Start by separating the egg yolks from the egg whites.
Set the egg whites aside and pour the yolks into a stand mixer.
Add ⅓ of the sugar into the stand mixer and beat the mixture with the whisks.
Cut the loquats in half, remove their seeds, and peel them.
Blend the loquats with an immersion blender until you get a smooth and creamy puree.
Pour the loquat puree into the stand mixer and continue whipping the ingredients.
Sift the flour and baking powder into a bowl, then add the cinnamon.
Add the dry ingredients, one tablespoon at a time, to the mixture in the stand mixer while continuing to mix.
Add the milk and then the vegetable oil in a thin stream while continuing to whisk.
Transfer the mixture into a bowl.
In a clean bowl, pour in the egg whites and beat them with the remaining sugar until you get a thick and glossy mixture.
Combine the sugar-whipped eggs with the mixture from the stand mixer, mixing from top to bottom to avoid deflating them.
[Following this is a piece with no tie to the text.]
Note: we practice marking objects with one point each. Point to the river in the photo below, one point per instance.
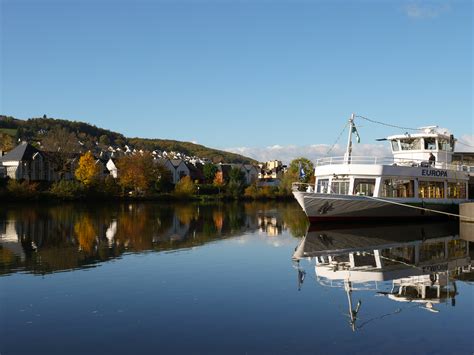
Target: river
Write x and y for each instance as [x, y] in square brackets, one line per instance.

Line a cake tin with parchment paper.
Pour in the mixture and level it with a spatula.
Cut the loquats for decoration, remove the seeds, and arrange them on the surface of the cake.
Bake in a preheated oven with fan at 340°F for 40 minutes (or static at 375°F for 50 minutes).
Remove the loquat cake and place it on a wire rack to cool completely at room temperature.